To help you build strong bones I developed the following recipe that can be used in place of Caesar salad dressing or as a delicious dip for crudités. It is packed with a large amount of calcium, as well as many other critical bone-building nutrients. To make the salad dressing use enough water to reach the desired consistency. To make the recipe into a dip simply use less water to keep a thicker consistency. This delicious recipe takes only minutes to prepare and can easily be adapted to suit your flavor preferences. It’s delicious with a teaspoon of cumin added or throw in a handful of roasted red peppers. Alternatively, add some chopped fresh herbs from your garden: basil, chives, or cilantro work especially well but you can use whatever you have on hand.
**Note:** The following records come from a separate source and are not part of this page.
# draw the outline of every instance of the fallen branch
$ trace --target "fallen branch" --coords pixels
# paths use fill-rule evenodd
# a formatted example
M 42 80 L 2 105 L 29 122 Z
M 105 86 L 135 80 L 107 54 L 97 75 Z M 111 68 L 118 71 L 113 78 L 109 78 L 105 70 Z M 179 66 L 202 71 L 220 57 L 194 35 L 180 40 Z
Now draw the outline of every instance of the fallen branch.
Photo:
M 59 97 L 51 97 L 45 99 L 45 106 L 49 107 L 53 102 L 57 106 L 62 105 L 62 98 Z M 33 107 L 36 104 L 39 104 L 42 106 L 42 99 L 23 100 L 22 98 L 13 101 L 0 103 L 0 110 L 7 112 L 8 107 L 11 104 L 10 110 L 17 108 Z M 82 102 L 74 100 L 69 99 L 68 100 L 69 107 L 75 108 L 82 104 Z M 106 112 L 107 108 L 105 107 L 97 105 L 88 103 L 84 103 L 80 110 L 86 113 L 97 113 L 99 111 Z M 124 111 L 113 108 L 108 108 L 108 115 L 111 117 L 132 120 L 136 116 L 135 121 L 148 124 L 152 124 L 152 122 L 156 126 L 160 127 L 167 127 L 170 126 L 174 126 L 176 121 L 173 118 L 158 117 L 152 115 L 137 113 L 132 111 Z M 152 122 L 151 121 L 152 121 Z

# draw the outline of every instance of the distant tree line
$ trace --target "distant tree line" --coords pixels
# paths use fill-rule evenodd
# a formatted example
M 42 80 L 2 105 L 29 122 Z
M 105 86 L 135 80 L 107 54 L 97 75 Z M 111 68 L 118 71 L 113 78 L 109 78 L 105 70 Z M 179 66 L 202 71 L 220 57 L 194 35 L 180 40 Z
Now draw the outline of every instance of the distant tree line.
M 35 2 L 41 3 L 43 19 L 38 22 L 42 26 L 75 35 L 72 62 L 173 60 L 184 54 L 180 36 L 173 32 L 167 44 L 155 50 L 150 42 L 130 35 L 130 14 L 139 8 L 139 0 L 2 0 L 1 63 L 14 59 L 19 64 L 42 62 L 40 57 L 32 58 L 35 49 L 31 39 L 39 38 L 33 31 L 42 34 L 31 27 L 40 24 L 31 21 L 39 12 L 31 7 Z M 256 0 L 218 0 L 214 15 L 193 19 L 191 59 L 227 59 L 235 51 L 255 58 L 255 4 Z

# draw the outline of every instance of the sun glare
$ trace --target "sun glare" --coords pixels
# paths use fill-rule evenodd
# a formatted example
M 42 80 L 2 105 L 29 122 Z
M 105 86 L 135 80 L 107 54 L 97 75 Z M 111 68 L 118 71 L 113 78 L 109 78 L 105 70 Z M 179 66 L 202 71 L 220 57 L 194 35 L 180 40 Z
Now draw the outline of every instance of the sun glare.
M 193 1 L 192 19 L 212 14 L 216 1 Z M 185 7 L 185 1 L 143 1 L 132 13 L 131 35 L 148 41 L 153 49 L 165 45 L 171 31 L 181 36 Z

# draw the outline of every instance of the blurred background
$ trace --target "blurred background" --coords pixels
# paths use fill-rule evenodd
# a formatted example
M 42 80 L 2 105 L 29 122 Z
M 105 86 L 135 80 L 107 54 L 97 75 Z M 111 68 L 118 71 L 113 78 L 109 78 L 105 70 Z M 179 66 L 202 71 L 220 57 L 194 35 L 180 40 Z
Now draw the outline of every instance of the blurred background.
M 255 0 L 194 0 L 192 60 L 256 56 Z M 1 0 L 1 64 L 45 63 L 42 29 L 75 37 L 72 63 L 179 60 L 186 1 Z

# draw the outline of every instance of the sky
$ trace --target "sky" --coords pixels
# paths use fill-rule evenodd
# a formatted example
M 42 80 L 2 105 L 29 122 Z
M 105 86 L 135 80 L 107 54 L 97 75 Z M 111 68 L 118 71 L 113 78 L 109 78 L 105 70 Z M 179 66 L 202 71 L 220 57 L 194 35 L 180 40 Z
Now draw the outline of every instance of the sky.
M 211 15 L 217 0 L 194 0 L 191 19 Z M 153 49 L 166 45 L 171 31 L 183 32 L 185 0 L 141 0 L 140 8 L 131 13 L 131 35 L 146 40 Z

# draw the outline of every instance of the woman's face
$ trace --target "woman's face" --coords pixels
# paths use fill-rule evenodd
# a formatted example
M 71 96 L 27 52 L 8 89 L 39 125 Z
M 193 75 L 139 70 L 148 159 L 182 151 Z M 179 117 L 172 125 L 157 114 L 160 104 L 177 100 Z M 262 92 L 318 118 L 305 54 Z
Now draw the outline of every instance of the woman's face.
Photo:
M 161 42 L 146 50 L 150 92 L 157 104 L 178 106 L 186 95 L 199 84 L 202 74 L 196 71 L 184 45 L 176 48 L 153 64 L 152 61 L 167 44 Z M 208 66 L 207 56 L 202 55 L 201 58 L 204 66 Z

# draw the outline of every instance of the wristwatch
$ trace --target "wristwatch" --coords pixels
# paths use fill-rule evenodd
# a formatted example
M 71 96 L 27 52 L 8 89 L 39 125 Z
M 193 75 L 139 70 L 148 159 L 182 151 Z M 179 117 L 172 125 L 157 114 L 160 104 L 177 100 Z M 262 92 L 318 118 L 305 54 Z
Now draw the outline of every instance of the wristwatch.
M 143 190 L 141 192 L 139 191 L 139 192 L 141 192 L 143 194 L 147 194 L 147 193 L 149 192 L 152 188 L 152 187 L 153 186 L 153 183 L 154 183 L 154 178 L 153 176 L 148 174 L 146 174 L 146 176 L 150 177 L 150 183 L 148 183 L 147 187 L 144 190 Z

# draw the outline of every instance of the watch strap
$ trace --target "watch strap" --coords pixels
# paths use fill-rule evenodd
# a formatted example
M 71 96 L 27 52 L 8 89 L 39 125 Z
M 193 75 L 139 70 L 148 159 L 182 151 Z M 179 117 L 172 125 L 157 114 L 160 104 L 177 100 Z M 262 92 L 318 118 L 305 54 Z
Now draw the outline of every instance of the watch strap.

Bone-Building Salad Dressing
½ cup raw tahini (mashed sesame seeds found in most health food stores or Lebanese or Middle Eastern markets)
2 fresh lemons, juiced (fresh lemon juice allows your body to absorb more of the calcium in this dressing)
1 clove fresh garlic
1-2 Tbsp cold-pressed flax oil
pure water (as needed to obtain the desired consistency)
Blend all the ingredients together, adding water until you obtain the desired consistency. Use more water for a salad dressing, less for a vegetable dip. Toss with salad greens or serve alongside chopped carrots, celery, broccoli, cauliflower, peppers, or other vegetable crudites. Serves 2 to 4.